Wali Kota Makassar, Munafri Arifuddin saat Memberikan Sambutan di Festival Daur Bumi Makassar (Dok: KabarMakassar).KabarMakassar.com — Pemerintah Kota Makassar menegaskan perubahan arah kebijakan penanganan sampah dengan menempatkan RT dan RW sebagai garda terdepan pengelolaan lingkungan.
Wali Kota Makassar, Munafri Arifuddin (Appi), secara terbuka menantang RT dan RW terpilih untuk serius melakukan pemilahan dan pengelolaan sampah dari sumbernya, dengan imbalan insentif besar bagi lingkungan yang dinilai paling konsisten dan berkelanjutan.
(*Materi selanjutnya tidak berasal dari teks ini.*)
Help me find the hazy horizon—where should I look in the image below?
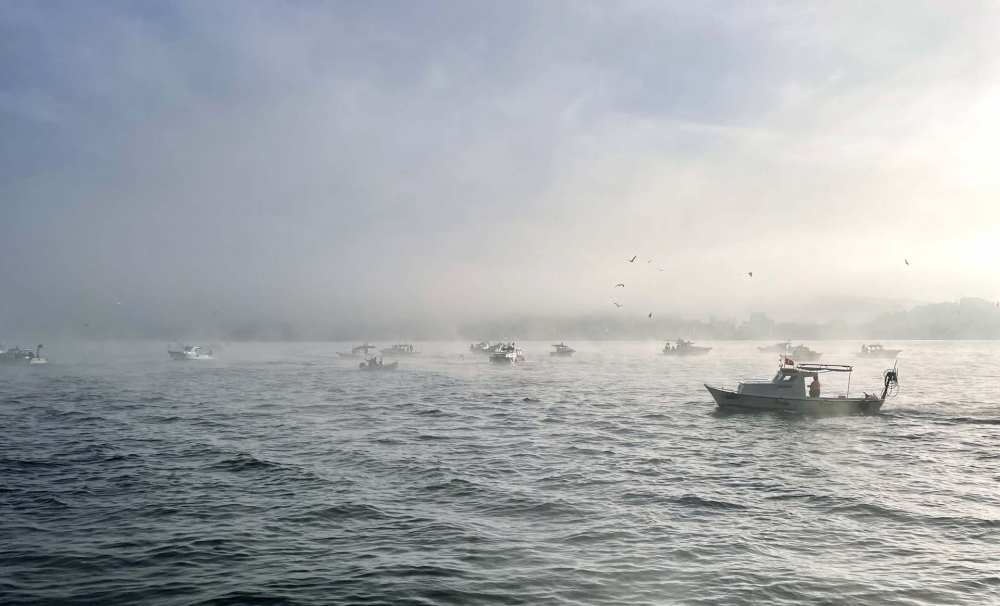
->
[0,0,1000,341]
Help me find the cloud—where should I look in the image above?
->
[0,2,1000,334]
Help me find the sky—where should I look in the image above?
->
[0,0,1000,338]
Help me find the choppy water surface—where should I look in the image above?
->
[0,342,1000,605]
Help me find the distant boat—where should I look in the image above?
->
[757,341,792,354]
[469,341,501,356]
[663,339,712,356]
[785,343,823,362]
[705,363,899,414]
[337,343,376,358]
[549,341,576,357]
[858,343,903,358]
[490,343,524,364]
[167,345,212,360]
[0,343,49,364]
[382,343,420,356]
[358,358,399,372]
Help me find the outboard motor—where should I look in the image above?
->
[882,364,899,400]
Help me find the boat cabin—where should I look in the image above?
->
[736,364,853,400]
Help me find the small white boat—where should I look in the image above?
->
[757,341,792,354]
[705,359,899,414]
[549,341,576,357]
[663,339,712,356]
[785,343,823,362]
[167,345,212,360]
[382,343,420,357]
[358,358,399,372]
[337,343,377,358]
[469,341,501,356]
[490,343,524,364]
[858,343,903,358]
[0,343,49,364]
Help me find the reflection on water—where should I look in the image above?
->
[0,342,1000,605]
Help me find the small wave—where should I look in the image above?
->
[285,503,389,523]
[948,417,1000,425]
[674,494,749,509]
[420,478,480,496]
[210,453,282,472]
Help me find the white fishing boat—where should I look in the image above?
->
[663,339,712,356]
[167,345,212,360]
[785,343,823,362]
[358,357,399,372]
[382,343,420,357]
[705,359,899,414]
[757,341,792,354]
[549,341,576,358]
[337,343,377,359]
[469,341,502,356]
[0,343,49,364]
[858,343,903,359]
[757,341,823,362]
[490,343,524,364]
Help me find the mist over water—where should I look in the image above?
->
[0,342,1000,605]
[0,0,1000,606]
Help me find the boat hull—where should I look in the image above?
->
[359,362,399,372]
[663,347,712,356]
[0,356,48,366]
[705,385,884,415]
[167,351,212,360]
[858,349,903,360]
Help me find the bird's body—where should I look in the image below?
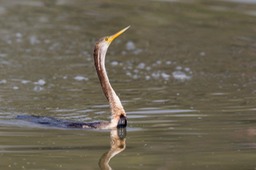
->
[93,26,129,128]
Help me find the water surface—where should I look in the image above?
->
[0,0,256,170]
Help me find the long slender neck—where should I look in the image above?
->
[94,43,126,118]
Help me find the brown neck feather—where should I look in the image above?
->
[93,43,126,117]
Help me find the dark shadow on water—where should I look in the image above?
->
[99,128,126,170]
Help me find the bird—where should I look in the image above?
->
[90,26,130,129]
[16,26,130,129]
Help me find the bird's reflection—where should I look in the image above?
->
[99,127,126,170]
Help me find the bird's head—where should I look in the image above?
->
[97,26,130,47]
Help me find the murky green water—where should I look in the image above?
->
[0,0,256,170]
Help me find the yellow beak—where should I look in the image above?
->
[107,25,130,44]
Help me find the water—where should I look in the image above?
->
[0,0,256,170]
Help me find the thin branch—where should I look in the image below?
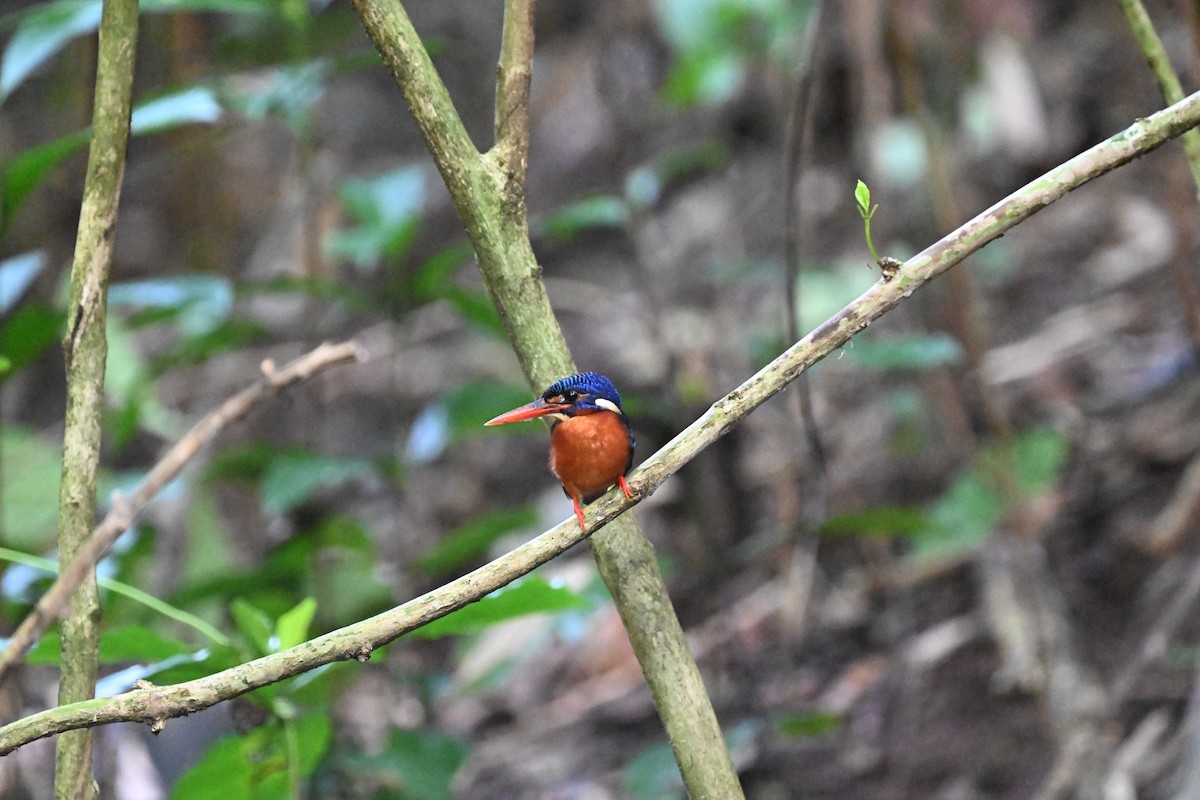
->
[493,0,534,190]
[0,342,362,682]
[0,92,1200,756]
[355,0,743,800]
[54,0,138,800]
[784,1,829,494]
[1117,0,1200,197]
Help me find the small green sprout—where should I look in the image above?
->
[854,181,880,264]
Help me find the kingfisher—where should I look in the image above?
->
[484,372,634,529]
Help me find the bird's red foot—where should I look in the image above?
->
[617,475,634,500]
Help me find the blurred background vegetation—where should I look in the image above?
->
[0,0,1200,800]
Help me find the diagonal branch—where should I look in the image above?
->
[0,92,1200,756]
[0,342,362,682]
[493,0,534,189]
[354,0,743,800]
[54,0,138,800]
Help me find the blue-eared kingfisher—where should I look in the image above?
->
[484,372,634,528]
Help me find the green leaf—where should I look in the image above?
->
[0,89,220,231]
[25,625,194,664]
[170,714,332,800]
[821,506,929,536]
[846,333,962,369]
[226,58,330,132]
[130,86,221,136]
[342,729,468,800]
[285,714,334,777]
[445,287,504,337]
[140,0,278,16]
[329,166,425,269]
[0,127,88,225]
[413,241,474,301]
[275,597,317,650]
[775,711,841,739]
[170,736,254,800]
[0,302,64,381]
[408,576,590,639]
[143,646,245,686]
[623,741,686,800]
[1013,428,1069,498]
[854,181,871,213]
[0,0,101,103]
[662,50,745,108]
[535,194,629,242]
[0,249,46,314]
[912,471,1004,561]
[0,422,62,553]
[108,275,234,336]
[418,506,538,575]
[259,452,374,513]
[229,597,276,656]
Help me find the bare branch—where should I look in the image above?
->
[0,92,1200,756]
[493,0,534,190]
[0,342,362,682]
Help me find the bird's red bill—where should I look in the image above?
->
[484,397,570,426]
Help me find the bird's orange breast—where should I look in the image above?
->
[550,411,630,503]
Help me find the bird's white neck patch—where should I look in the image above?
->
[596,397,620,414]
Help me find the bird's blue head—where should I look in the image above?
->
[541,372,624,416]
[485,372,625,425]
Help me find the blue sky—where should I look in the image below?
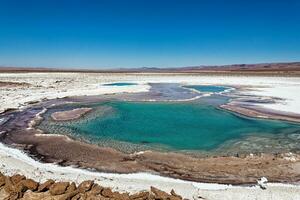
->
[0,0,300,69]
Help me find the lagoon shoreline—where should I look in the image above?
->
[1,72,300,198]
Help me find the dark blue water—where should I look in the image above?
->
[103,82,137,86]
[184,85,229,93]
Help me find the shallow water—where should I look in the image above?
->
[185,85,229,93]
[103,82,137,86]
[40,97,300,152]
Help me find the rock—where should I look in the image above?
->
[78,181,94,193]
[10,174,26,185]
[38,179,55,192]
[59,189,79,200]
[113,192,130,200]
[89,184,104,196]
[4,192,21,200]
[71,193,82,200]
[66,182,77,193]
[4,176,15,194]
[18,179,39,191]
[49,182,70,195]
[257,177,268,190]
[0,173,6,187]
[171,189,182,199]
[129,191,149,200]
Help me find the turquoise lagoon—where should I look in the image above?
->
[39,101,300,155]
[103,82,137,86]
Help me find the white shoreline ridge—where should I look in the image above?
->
[0,143,300,200]
[0,73,300,115]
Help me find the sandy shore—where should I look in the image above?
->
[51,108,92,121]
[0,144,300,200]
[0,73,300,199]
[0,73,300,114]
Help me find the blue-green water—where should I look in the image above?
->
[41,101,300,154]
[103,82,137,86]
[185,85,229,93]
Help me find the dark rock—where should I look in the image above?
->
[78,181,94,193]
[4,176,15,194]
[18,179,39,191]
[49,182,70,195]
[38,179,55,192]
[89,184,104,196]
[66,182,77,193]
[0,173,6,187]
[129,191,149,200]
[59,189,79,200]
[10,174,26,185]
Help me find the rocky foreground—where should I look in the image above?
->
[0,173,182,200]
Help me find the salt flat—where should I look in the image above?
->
[0,73,300,114]
[0,73,300,200]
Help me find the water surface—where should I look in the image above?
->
[40,101,300,154]
[184,85,230,93]
[103,82,137,86]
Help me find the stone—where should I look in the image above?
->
[89,184,104,195]
[10,174,26,185]
[38,179,55,192]
[66,182,77,193]
[4,176,15,194]
[59,190,79,200]
[0,174,6,187]
[49,182,70,196]
[78,181,94,193]
[113,192,130,200]
[18,179,39,191]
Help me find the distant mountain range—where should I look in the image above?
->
[0,62,300,75]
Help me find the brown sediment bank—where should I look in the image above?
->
[0,172,182,200]
[51,108,92,121]
[1,101,300,184]
[219,102,300,123]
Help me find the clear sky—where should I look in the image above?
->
[0,0,300,69]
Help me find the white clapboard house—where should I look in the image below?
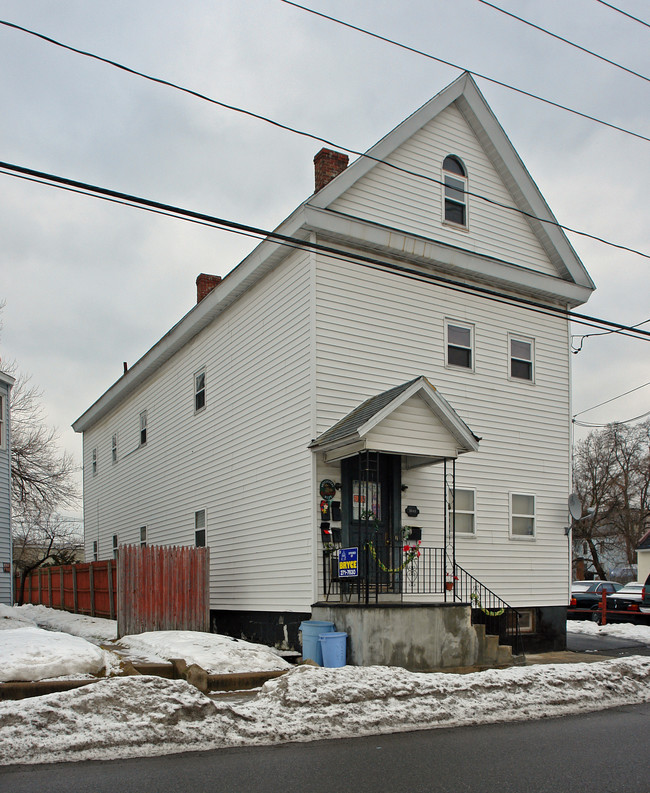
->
[73,74,594,647]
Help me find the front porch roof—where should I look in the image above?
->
[309,376,480,468]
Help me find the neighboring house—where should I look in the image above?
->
[73,74,594,647]
[0,372,15,606]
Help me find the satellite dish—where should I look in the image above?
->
[569,493,582,520]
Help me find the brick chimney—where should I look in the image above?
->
[196,273,221,303]
[314,149,349,193]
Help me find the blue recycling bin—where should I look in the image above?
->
[318,631,348,668]
[299,620,334,666]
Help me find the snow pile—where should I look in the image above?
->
[0,627,110,680]
[0,603,117,644]
[566,620,650,644]
[117,631,290,674]
[0,656,650,764]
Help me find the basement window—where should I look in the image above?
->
[194,509,206,548]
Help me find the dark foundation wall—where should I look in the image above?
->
[210,610,311,652]
[521,606,567,653]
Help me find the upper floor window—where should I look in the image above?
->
[194,509,206,548]
[508,336,534,382]
[450,488,476,534]
[510,493,535,537]
[140,410,147,446]
[445,320,474,369]
[194,369,205,412]
[442,154,467,227]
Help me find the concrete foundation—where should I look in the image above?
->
[311,603,480,672]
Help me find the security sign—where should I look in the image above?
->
[339,548,359,578]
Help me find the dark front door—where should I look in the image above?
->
[341,452,402,592]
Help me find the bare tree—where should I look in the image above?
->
[573,421,650,578]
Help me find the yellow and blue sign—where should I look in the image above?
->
[339,548,359,578]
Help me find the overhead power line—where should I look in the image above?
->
[478,0,650,83]
[596,0,650,28]
[0,162,650,341]
[0,17,650,259]
[573,383,650,421]
[280,0,650,142]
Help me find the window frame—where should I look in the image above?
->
[440,154,469,231]
[0,394,4,449]
[448,487,476,537]
[444,317,476,372]
[140,409,149,446]
[194,507,208,548]
[508,490,537,541]
[508,333,535,385]
[194,366,207,414]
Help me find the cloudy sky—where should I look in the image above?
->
[0,0,650,516]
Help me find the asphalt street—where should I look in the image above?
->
[0,704,650,793]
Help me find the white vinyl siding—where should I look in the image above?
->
[84,253,316,611]
[330,104,557,275]
[315,252,570,606]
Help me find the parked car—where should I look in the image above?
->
[567,581,623,619]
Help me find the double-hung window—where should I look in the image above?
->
[194,369,205,413]
[194,509,206,548]
[140,410,147,446]
[445,320,474,369]
[449,487,476,534]
[508,335,535,383]
[442,154,467,228]
[510,493,535,537]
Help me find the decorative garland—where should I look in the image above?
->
[470,592,505,617]
[366,540,420,573]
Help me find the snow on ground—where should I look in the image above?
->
[0,656,650,764]
[117,631,290,674]
[566,620,650,644]
[0,603,117,644]
[0,626,112,683]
Tantangan tersebut disampaikan Appi, saat menutup Festival Daur Bumi dalam rangka pelaksanaan Program Makassar Bebas Sampah 2029. Kegiatan itu digelar oleh Dinas Lingkungan Hidup (DLH) Kota Makassar di Balai Prajurit Jenderal M. Yusuf, Jalan Jenderal Sudirman, Makassar, Minggu (14/12).
Appi menegaskan, pendekatan lama yang hanya mengandalkan penanganan sampah di hilir tidak lagi memadai untuk menjawab kompleksitas persoalan lingkungan di kota besar. Menurutnya, solusi utama harus dimulai dari hulu, yakni dari lingkungan permukiman warga melalui peran aktif RT dan RW.
“RT dan RW harus mulai menyiapkan pengelolaan sampah yang baik di lingkungannya masing-masing. Ini akan menjadi indikator utama penilaian RT dan RW terbaik, sehingga bisa mendapatkan penghargaan dan insentif yang tinggi,” tegas Appi.
Sebagai bentuk komitmen nyata, Pemerintah Kota Makassar menyiapkan skema insentif dengan nilai signifikan. Sedikitnya 20 RT terbaik yang dinilai berhasil menerapkan pengelolaan sampah secara konsisten dan berkelanjutan akan memperoleh insentif sebesar Rp100 juta per RT dalam satu tahun.
Kebijakan ini menandai perubahan paradigma pengelolaan sampah di Makassar, dari semata-mata urusan teknis pemerintah menjadi tanggung jawab kolektif yang dimulai dari unit sosial terkecil. RT dan RW didorong tidak hanya mengurangi volume sampah, tetapi juga menciptakan sistem pemilahan, pengolahan, dan pemanfaatan yang memberi nilai tambah bagi lingkungan dan masyarakat.
Appi menyebut, tantangan kepada RT dan RW tersebut bukan sekadar dorongan moral, melainkan bagian dari strategi jangka panjang Pemkot Makassar untuk memastikan Program Makassar Bebas Sampah 2029 berjalan efektif dan terukur. Dengan melibatkan warga secara langsung, pengelolaan sampah diharapkan menjadi kebiasaan, bukan sekadar program seremonial.
Menurutnya, alokasi anggaran untuk insentif justru jauh lebih efisien dibandingkan biaya besar yang harus ditanggung pemerintah apabila persoalan sampah terus dibiarkan menumpuk dan ditangani di tahap akhir.
“Kalau kita tidak menyelesaikan persoalan ini dari hulu, biaya yang harus dikeluarkan pemerintah akan jauh lebih besar. Bahkan dampaknya bisa berkembang menjadi persoalan sosial yang sangat besar,” ujarnya.
Melalui kebijakan ini, Pemerintah Kota Makassar berharap sampah tidak lagi dipandang sebagai beban, melainkan potensi yang dapat dikelola untuk meningkatkan kualitas lingkungan sekaligus kesejahteraan masyarakat.
“Program Makassar Bebas Sampah 2029 pun diposisikan sebagai gerakan bersama, dengan RT dan RW sebagai motor utama perubahan di tingkat akar rumput,” Pungkasnya.